Kendati demikian, negara G-20 telah mengadopsi keputusan Konferensi Perubahan Iklim ke-26 atau COP 26 di Glasgow. Mereka sepakat mengurangi emisi gas rumah kaca dan menjaga kenaikan suhu bumi maksimal 1,5 derajat celsius pada tahun 2100.
”Kerja sama solid seluruh negara G-20, dengan dipimpin Indonesia, akan memastikan komitmen yang disepakati COP 26 di Glasgow. Setelah COP 26, Indonesia menyiapkan berbagai langkah menurunkan emisi gas rumah kaca dengan kementerian/lembaga terkait,” kata Siti pada pertemuan daring.
Ketiga isu prioritas itu akan disampaikan melalui forum Deputi Kementerian Lingkungan di Kelompok Kerja Iklim dan Keberlanjutan (Environment Deputies Meeting and Climate Sustainability Working Group/EDM-CSWG). Forum ini akan diselenggarakan tiga kali sepanjang 2022. Forum akan diakhiri dengan pertemuan tingkat menteri.
Forum pertama akan berlangsung pada Maret 2022 di Yogyakarta secara hibrida, campuran luring dan daring. Sejumlah negara diundang, antara lain Kanada, Brasil, Argentina, Amerika Serikat, Turki, dan Afrika Selatan. Sejumlah organisasi juga akan berpartisipasi, seperti Organisasi Pangan dan Pertanian (FAO), ASEAN, serta Program Pembangunan Perserikatan Bangsa-Bangsa (UNDP).
AYU PRATIWI
Aksi unjuk rasa mengenai perubahan iklim global di depan Balai Kota Jakarta, Jumat (20/9/2019). Kegiatan itu dihadiri berbagai kalangan, dari yang berusia sekolah hingga profesional.
Kesepakatan
Direktur Jenderal Pengendalian Perubahan Iklim KLHK Laksmi Dhewanthi mengatakan, forum EDM-CSWG akan menghasilkan catatan kesepakatan antarnegara. Kesepakatan itu untuk berkolaborasi dan melakukan aksi nyata menjawab isu-isu yang dibahas selama presidensi G-20.
Meskipun tidak bersifat mengikat, kesepakatan itu akan dipantau dan dievaluasi setiap tahun.
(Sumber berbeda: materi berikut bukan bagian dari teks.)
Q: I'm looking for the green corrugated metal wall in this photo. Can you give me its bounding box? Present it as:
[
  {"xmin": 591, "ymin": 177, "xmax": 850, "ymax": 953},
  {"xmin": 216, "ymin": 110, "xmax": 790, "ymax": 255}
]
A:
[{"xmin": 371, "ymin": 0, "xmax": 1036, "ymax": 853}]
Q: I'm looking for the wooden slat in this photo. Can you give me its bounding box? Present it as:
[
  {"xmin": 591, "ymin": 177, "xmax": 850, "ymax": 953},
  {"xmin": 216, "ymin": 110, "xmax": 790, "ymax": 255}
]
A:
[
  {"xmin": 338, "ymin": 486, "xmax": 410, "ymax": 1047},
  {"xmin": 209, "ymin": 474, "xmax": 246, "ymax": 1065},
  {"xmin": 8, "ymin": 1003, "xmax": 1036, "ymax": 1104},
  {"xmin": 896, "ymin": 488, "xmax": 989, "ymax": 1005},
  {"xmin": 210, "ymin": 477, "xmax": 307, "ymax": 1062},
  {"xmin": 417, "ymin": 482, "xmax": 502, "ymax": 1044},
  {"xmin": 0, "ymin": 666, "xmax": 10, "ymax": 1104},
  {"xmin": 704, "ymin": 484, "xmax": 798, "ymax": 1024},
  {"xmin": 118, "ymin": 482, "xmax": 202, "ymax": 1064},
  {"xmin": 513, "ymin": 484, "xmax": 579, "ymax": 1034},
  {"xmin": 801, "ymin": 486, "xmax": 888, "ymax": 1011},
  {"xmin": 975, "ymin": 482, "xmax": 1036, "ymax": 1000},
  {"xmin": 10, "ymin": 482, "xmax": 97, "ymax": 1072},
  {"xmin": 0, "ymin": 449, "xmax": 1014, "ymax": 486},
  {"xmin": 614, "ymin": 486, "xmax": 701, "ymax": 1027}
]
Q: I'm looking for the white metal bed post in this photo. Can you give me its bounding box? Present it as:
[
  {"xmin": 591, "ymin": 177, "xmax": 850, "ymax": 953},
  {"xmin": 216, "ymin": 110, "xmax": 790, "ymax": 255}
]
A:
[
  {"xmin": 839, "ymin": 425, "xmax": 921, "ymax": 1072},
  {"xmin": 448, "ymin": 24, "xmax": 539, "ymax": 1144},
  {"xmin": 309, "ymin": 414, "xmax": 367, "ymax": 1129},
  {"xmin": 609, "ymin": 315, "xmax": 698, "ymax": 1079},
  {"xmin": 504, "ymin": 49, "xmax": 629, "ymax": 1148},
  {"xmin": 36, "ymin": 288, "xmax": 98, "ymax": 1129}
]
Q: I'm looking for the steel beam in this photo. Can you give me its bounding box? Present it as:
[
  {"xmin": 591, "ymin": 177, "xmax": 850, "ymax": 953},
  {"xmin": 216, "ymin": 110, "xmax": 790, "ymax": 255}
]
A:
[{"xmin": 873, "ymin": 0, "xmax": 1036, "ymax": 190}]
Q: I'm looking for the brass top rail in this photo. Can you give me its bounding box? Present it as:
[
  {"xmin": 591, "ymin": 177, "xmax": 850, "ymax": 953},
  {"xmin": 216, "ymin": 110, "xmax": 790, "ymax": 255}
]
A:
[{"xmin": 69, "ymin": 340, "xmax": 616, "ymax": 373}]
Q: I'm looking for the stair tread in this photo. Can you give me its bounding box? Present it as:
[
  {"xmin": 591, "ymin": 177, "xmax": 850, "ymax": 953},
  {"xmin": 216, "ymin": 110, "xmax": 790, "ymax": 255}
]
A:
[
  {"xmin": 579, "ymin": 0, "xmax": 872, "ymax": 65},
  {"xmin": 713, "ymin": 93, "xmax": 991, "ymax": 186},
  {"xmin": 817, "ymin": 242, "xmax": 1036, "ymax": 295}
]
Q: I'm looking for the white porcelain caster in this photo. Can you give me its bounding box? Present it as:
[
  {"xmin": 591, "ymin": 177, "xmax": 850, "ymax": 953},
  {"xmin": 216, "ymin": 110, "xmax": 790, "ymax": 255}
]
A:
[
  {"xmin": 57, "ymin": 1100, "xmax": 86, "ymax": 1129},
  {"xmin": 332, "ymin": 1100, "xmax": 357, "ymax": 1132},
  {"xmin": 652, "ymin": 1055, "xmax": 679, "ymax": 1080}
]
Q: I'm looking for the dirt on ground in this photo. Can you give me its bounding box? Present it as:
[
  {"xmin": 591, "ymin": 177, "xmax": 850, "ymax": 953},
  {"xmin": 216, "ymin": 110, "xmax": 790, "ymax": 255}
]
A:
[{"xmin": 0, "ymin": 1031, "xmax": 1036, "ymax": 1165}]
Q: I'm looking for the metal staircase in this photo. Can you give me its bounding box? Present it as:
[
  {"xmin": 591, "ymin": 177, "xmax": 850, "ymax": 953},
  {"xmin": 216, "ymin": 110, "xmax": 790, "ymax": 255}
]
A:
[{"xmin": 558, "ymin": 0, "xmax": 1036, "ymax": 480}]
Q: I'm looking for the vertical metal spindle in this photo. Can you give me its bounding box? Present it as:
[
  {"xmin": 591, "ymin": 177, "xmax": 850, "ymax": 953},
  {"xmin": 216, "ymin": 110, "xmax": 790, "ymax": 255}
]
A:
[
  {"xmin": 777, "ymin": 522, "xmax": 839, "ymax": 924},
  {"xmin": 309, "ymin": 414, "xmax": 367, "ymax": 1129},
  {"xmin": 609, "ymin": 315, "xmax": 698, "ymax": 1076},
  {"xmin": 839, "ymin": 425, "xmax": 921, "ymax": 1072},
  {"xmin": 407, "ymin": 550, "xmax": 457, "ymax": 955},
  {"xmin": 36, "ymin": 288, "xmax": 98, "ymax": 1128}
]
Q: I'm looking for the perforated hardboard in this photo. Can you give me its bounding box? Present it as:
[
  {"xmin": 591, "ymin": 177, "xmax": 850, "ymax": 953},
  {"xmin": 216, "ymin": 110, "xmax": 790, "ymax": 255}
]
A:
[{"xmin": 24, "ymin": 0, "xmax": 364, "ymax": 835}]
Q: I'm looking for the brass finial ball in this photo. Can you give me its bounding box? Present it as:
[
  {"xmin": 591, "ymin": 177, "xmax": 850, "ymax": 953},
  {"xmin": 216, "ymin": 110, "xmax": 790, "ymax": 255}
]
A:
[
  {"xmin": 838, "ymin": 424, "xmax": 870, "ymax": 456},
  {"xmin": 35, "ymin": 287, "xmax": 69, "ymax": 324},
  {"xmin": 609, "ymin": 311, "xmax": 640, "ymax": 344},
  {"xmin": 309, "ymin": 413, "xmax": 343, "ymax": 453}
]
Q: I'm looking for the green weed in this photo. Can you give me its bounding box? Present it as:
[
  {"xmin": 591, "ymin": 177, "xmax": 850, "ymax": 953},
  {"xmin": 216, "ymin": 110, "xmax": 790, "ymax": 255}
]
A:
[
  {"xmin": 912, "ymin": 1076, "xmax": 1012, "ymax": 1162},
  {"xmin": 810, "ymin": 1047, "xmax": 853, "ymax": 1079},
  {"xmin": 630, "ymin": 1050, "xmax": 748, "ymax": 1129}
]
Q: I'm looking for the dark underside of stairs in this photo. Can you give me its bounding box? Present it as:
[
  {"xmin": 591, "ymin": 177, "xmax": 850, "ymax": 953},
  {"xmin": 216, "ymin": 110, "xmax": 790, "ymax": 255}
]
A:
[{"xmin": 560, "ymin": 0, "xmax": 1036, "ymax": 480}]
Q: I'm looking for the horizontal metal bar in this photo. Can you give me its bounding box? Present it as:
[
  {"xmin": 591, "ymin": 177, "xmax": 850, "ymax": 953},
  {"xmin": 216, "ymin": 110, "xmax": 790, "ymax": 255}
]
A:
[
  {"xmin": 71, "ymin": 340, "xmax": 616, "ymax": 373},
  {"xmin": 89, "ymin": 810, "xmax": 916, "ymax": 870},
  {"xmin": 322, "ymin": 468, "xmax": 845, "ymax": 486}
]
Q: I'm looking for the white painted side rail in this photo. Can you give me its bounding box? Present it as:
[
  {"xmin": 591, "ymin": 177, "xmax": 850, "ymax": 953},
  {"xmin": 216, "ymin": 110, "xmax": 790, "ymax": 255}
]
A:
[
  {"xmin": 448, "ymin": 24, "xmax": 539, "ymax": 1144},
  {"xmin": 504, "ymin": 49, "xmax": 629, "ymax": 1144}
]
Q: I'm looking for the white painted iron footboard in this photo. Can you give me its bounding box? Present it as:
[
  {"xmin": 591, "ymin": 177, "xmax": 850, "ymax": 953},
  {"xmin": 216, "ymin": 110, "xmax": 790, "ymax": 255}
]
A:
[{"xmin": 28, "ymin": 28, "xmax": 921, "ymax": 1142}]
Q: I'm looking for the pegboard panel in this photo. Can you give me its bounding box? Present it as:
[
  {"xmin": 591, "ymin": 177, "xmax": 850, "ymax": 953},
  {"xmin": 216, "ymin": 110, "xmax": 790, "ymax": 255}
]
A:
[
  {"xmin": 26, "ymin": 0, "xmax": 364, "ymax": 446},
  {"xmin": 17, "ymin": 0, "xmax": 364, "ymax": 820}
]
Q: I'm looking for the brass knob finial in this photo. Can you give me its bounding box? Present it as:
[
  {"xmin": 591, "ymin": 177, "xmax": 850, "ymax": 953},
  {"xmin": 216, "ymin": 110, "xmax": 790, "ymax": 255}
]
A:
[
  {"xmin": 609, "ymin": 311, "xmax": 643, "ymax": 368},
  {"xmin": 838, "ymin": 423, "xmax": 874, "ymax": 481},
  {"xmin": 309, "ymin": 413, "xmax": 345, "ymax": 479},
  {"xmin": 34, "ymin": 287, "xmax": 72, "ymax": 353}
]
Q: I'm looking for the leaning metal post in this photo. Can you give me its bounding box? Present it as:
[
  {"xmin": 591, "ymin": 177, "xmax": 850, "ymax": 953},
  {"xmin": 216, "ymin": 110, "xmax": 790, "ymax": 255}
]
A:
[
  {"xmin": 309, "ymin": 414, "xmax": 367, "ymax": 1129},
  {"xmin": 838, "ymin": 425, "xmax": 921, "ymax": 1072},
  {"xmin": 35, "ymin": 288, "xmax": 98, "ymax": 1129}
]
Capaian tiap negara akan dilaporkan di presidensi G-20 tahun berikutnya. Kesepakatan ini dinilai mencerminkan komitmen negara-negara G-20 untuk mengatasi isu lingkungan.
”Di Indonesia, kita tidak hanya berkomitmen ke narasi atau deklarasi. Namun, hal itu diinternalisasikan dan diarusutamakan ke berbagai kebijakan dan program,” ucap Laksmi.
os
Aktivis kelompok Extinction Rebellion berkumpul di Lapangan Parlemen, pusat kota London, Inggris, dalam aksi krisis iklim, Selasa (1/9/2020). Aksi itu mendesak Parlemen Inggris memperhatikan komitmen menjaga lingkungan tetap hijau, seperti penanaman pohon dan pembangunan infrastruktur bagi pesepeda dan pejalan kaki sebagai upaya mengurangi emisi karbon.
Sebelumnya, KTT G-20 di Roma, Italia, pada 2021 menghasilkan 61 paragraf deklarasi dari para pemimpin dunia. Dari jumlah itu, 9 paragraf berisi isu perubahan iklim, 4 paragraf tentang lingkungan, dan 2 paragraf tentang transisi energi.
Isu utama tentang perubahan iklim yang berkembang dalam deklarasi tersebut, antara lain, akselerasi pengurangan emisi, penetapan kerangka waktu menuju nol emisi, serta ketersediaan teknologi dan pendanaan. Untuk isu lingkungan, yang dibahas adalah pelestarian keanekaragaman hayati dan penanganan degradasi tanah (Kompas,14/1/2022).
os
Aktivis kelompok Extinction Rebellion menyuarakan komitmen menjaga lingkungan tetap hijau dalam menghadapi perubahan iklim dan menghindari kepunahan dalam aksi di Lapangan Parlemen, London, Inggris, Selasa (1/9/2020).
Direktur Jenderal Pengendalian Pencemaran dan Kerusakan Lingkungan KLHK Sigit Reliantoro menambahkan, isu biodiversitas dan degradasi lahan akan dibahas pada EDM-CSWG. Isu biodiversitas penting mengingat kondisi keanekaragaman hayati global memburu. Berdasarkan studi oleh Intergovernmental Science Policy Platform on Biodiversity and Ecosystem Service (IPBES), sekitar sejuta spesies tumbuhan terancam punah. Selain itu, 93 persen stok ikan di laut terganggu atau dieksploitasi berlebihan.
”Isu degradasi lahan menjadi penting karena ini dihadapi 33,2 miliar orang. Kerusakan lahan juga menghilangkan 6,3 triliun hingga 10,6 triliun (dollar AS) atau setara 10-17 persen PDB dunia,” ucapnya.